Zum 1. Dezember werden rund 100 neue Kilometer der polnischen Autobahn A2 freigegeben – die Verlängerung der brandenburgischen A12.

Frankfurt(Oder). Eine Autofahrt von Frankfurt (Oder) in die westpolnische Fußball-EM-Stadt Posen (Poznan) verlangt viel Zeit und starke Nerven. Dicht an dicht schieben sich schwere Lastwagen auf der Fernstraße E 30 in beide Richtungen. Die Straße ist eine der wichtigsten Transitstrecken zwischen West- und Osteuropa und entsprechend befahren. Immer wieder kommt es zu lebensgefährlichen Überholmanövern entnervter Auto- und Busfahrer.

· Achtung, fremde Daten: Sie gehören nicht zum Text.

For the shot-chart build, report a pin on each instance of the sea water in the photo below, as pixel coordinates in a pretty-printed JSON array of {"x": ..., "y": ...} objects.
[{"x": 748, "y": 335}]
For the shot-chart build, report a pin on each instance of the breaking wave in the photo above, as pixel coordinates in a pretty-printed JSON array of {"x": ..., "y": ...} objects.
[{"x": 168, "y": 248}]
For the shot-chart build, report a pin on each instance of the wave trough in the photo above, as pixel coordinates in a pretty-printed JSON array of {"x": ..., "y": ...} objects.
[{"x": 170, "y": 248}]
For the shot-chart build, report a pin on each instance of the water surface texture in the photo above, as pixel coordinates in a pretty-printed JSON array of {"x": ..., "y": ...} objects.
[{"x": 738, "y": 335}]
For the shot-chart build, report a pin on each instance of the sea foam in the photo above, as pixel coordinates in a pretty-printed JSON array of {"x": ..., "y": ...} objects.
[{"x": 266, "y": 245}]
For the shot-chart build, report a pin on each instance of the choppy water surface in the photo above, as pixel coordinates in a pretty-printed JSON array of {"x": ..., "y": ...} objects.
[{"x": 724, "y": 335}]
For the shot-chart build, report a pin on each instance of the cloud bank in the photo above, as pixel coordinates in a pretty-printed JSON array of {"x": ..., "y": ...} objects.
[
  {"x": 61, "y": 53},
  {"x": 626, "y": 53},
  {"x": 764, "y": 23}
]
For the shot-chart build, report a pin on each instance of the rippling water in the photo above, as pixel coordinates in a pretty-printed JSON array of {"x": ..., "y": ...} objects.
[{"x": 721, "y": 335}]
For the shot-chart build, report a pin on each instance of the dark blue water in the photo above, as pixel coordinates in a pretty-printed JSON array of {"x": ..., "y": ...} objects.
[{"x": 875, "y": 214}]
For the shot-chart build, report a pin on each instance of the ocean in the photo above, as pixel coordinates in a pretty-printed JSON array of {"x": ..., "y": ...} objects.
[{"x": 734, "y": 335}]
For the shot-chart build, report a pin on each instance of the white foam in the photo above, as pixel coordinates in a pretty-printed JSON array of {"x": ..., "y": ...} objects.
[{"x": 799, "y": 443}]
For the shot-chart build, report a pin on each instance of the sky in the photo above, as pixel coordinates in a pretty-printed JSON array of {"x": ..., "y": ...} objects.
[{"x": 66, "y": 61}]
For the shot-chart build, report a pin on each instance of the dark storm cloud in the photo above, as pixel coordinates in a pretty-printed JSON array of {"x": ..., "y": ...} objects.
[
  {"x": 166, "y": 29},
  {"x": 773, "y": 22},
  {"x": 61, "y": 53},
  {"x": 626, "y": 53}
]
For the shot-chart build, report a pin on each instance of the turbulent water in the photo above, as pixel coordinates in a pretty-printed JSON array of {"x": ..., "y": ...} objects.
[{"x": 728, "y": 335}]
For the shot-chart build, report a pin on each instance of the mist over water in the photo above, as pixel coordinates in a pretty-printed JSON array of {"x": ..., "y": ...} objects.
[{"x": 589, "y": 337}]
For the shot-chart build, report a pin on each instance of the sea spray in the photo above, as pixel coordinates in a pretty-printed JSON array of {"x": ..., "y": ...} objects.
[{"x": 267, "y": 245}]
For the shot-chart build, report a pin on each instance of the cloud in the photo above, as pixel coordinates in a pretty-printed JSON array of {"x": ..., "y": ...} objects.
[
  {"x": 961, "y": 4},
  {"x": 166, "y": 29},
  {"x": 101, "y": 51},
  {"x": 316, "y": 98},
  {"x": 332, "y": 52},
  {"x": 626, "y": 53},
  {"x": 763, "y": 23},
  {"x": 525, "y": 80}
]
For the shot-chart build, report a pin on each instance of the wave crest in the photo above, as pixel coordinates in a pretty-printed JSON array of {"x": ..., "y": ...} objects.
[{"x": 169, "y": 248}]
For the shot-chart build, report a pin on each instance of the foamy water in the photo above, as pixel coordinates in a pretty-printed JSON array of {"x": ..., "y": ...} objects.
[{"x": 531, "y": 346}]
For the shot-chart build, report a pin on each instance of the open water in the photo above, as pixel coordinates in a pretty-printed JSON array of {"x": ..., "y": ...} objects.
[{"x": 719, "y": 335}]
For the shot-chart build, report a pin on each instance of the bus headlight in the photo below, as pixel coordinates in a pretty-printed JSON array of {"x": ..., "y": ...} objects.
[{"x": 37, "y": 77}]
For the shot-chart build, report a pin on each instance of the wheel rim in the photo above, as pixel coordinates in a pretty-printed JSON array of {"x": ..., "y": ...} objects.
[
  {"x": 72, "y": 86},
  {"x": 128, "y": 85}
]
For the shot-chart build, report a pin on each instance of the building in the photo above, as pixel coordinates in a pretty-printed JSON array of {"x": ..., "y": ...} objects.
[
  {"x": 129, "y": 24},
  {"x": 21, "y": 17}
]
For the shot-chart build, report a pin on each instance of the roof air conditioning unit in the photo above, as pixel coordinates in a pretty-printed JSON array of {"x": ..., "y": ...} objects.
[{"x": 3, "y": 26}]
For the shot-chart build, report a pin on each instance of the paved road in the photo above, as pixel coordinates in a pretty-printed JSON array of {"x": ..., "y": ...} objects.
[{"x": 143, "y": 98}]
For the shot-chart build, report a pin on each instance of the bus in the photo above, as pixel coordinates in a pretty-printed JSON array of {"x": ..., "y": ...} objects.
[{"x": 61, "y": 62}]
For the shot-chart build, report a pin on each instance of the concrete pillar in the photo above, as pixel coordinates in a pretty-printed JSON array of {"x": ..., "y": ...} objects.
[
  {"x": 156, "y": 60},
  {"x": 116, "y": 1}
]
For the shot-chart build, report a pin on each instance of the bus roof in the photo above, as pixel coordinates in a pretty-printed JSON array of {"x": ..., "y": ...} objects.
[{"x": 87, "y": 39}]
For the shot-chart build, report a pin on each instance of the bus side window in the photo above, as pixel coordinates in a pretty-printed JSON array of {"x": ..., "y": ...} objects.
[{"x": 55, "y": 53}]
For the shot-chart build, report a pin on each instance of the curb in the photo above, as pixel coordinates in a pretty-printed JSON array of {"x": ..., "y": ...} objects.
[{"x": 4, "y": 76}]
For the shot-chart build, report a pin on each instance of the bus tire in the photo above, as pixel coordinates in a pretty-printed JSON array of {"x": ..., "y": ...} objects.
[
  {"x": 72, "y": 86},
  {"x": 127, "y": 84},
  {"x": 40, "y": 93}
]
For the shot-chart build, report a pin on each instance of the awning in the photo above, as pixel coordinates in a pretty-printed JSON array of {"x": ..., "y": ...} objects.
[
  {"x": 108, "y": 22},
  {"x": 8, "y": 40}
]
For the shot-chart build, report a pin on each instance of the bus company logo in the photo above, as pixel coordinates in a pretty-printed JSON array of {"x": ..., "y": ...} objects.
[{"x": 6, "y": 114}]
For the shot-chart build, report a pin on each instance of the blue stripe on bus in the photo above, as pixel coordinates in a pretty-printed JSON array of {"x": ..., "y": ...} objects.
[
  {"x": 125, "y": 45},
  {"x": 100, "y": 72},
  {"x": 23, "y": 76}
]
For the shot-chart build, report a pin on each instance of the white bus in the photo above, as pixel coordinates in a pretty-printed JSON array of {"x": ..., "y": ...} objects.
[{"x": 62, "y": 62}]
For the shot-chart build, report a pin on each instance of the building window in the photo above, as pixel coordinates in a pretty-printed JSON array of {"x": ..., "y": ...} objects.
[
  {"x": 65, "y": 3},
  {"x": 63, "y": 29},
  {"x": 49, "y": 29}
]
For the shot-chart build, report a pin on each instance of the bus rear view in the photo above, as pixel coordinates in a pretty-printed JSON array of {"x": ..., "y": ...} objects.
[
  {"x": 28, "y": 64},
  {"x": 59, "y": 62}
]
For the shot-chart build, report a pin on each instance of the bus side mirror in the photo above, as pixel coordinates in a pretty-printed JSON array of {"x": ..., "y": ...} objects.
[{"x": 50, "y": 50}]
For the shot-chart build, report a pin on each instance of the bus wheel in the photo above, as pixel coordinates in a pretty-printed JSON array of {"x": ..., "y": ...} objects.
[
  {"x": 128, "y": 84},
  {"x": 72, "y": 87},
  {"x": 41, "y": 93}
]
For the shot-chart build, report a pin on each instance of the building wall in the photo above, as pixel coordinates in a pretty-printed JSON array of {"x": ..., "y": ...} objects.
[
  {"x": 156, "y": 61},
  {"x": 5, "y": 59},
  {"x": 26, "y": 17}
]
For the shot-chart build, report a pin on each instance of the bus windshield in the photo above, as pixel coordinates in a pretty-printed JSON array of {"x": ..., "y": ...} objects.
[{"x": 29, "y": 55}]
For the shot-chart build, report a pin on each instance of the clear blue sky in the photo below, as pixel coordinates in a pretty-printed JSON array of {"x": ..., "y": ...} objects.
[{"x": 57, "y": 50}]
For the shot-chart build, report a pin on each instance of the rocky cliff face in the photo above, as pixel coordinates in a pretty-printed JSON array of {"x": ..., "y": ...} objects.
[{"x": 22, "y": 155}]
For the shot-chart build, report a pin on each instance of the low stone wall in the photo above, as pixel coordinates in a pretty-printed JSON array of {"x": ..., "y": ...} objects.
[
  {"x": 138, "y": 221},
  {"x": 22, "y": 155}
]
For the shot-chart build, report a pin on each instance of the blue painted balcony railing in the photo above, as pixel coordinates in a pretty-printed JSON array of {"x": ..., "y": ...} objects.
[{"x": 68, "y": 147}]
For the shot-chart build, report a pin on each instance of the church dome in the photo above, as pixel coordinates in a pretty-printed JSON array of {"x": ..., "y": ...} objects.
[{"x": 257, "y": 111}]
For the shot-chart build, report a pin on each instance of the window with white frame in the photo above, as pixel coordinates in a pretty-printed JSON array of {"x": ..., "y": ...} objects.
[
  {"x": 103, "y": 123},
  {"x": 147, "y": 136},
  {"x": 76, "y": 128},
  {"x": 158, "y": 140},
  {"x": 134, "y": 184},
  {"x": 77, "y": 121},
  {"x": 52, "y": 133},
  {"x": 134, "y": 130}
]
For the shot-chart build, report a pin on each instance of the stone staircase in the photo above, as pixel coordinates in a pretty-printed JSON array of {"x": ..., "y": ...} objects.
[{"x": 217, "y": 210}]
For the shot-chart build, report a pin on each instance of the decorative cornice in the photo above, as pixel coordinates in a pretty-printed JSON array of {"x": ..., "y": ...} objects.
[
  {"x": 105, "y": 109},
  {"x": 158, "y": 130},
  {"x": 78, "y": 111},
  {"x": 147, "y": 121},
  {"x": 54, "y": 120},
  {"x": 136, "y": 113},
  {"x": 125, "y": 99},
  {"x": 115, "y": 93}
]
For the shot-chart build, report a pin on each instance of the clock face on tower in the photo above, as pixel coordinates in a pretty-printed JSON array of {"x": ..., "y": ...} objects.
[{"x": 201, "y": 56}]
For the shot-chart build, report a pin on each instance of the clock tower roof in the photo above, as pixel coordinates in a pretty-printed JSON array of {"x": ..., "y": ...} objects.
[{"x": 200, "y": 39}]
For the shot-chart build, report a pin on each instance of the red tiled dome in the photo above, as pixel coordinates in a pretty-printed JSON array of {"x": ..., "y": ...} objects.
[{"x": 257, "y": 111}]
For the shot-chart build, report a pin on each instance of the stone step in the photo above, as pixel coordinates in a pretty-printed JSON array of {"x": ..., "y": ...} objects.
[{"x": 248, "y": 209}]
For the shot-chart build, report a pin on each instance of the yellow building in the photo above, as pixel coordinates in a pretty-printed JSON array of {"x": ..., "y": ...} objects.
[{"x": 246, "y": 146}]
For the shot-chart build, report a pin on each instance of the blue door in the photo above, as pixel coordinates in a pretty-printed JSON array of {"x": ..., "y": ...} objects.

Ab dem 1. Dezember soll damit Schluss sein. Dann rollt der Verkehr auf der neuen polnischen Autobahn A2, der Verlängerung der deutschen A12. Das Nadelöhr zwischen dem Grenzübergang Swiecko nahe Frankfurt (Oder) und der Kleinstadt Nowy Tomysl gut 50 Kilometer vor Posen ist dann geschlossen. Der rund 106 Kilometer lange neue Abschnitt komplettiert die A2 bis nach Lodz in Zentralpolen – auch zur Freude der Fußballfans, die 2012 dann den westlichsten EM-Austragungsort Posen mühelos erreichen werden.

2009 war Baubeginn für das neue Teilstück. Bis Mai 2012 hat der österreichische Baukonzern Strabag Zeit mit der Fertigstellung. "Wir sind fast sechs Monate früher fertig geworden“, freut sich Projektleiter Walter Neurathner. Einer der wichtigsten Gründe sei, dass Planung und Bau in einer Hand lagen. Schwierigkeiten habe es nur mit dem Boden gegeben: Die Torf- und Weichschichten waren zum Teil 25 Meter tief und mussten gegen Sand ausgetauscht werden.

In den Autobahnbau sind rund 1,3 Milliarden Euro geflossen, jeder vierte Euro davon in den Umweltschutz. 85 Prozent der Fläche sind Waldgebiet. 13 Wildbrücken und rund 150 Durchlässe für kleinere Tiere wurden daher errichtet. Insgesamt gehören 84 Brücken, sechs Rastplätze, zwei Autobahnmeistereien und sieben Mautstellen zum neuen Abschnitt.

Die Kassen öffnen aber erst kurz vor EM-Beginn: Bis zum 21. Mai 2012 ist die Fahrt noch kostenlos. Danach werden voraussichtlich etwa fünf Cent pro Kilometer fällig. Die Betreiber rechnen mit 4000 Lkw und 8000 Autos pro Tag. In den nächsten 25 Jahren soll sich diese Menge verdreifachen. Auf beiden Seiten der Grenze ist die Freude über die neue Anbindung groß. Brandenburgs Ministerpräsident Matthias Platzeck (SPD) betont, die A2 sei gut für Wirtschaft und den Tourismus. Auch der Chef der regionalen Tourismus-Organisation Großpolen, Tomasz Wiktor, sieht Verkehrsbarrieren schwinden. Für die Touristen, mit denen er jetzt verstärkt rechnet, seien Straßenschilder mit Hinweisen auf die Attraktionen aufgestellt worden.

Der Präsident der Industrie- und Handelskammer in Ostbrandenburg, Ulrich Müller, erklärt, die Autobahn bedeute deutlich weniger Staus, eine höhere Verkehrssicherheit und geringere Fahrtzeiten. Laut Bundesverband Güterkraftverkehr und Logistik und Entsorgung ist sie für den Logistikstandort Deutschland wegen der besseren Erreichbarkeit Polens sowie der osteuropäischen und asiatischen Handelspartner von Bedeutung. Das deutsche Transportlogistikgewerbe profitiere davon allerdings wenig. Laut Kraftfahrt-Bundesamtes habe der Anteil deutscher Lkw im deutsch-polnischen Straßengüterverkehr 2009 nur 3,7 Prozent betragen.

In Polen wird nicht nur an der A2, die künftig Teil einer Autobahn zwischen Berlin und Moskau werden soll, gebaut. Laut polnischem Verkehrsministerium sind derzeit 1380 Straßenkilometer in Arbeit, darunter 643 Kilometer Autobahnen, 631 Kilometer Schnellstraßen und 86 Kilometer Umgehungsstraßen.